This time, we asked at Security which gate to wait at and were directed to Gate 83.  Yes we got all the way to Gate 83 before checking the Arrival/Departure monitors and finding out that our flight  actually left from Gate 51.  Happily we had lots of time, courtesy of the streamlined Nexus system.  Plus, no bags to schlepp! 

Out came the Kindles and we settled in to await our Toronto-Seattle flight after a late lunch.   We dimly perceived a "disturbance in the Force" and noted that planes departing before ours were being repeatedly delayed at the gate.  The reason given was the ridiculously named "sequester" of the U.S. government's budget problem.  It appeared to be causing a slowdown at US customs.  Fellow passengers related wait-times of up to 2 hour to clear customs and security!  Yea Nexus!

We were relatively lucky and left only one hour late.  The Air Canada plane was an Embraer, curiously enough.  Why the airline of Canada didn't buy the Canadian Bombardier equivalent is a mystery.  The usual coterie of imbeciles brought on their monster "carry-on" bags and over-filled the miniscule Brazilian overhead bins, but we didn't care; our bags had been checked through.
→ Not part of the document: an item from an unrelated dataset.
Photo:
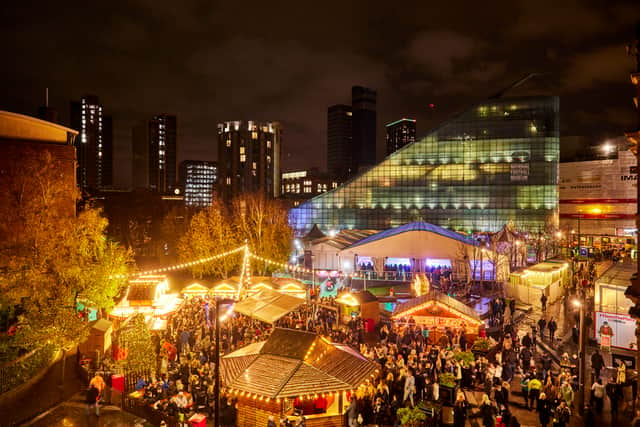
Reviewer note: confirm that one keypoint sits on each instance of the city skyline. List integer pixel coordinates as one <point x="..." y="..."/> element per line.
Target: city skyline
<point x="411" y="63"/>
We ate the in-flight snacks, bought a sandwich and read for 5 hours until Seattle came up.

Following the mandatory lengthy wait for our two tiny bags (opened, since we had not locked them as they were intended to be carried on-board , we took the shuttle bus to the car rental building, procured a Ford Focus and GPSed our way through labyrinthine street closures and detours (still manned by bored, lonely, traffic police at 1AM) to Phil's place and crashed for the night.  With the Sequester and time changes, it had been a 17-hour trip.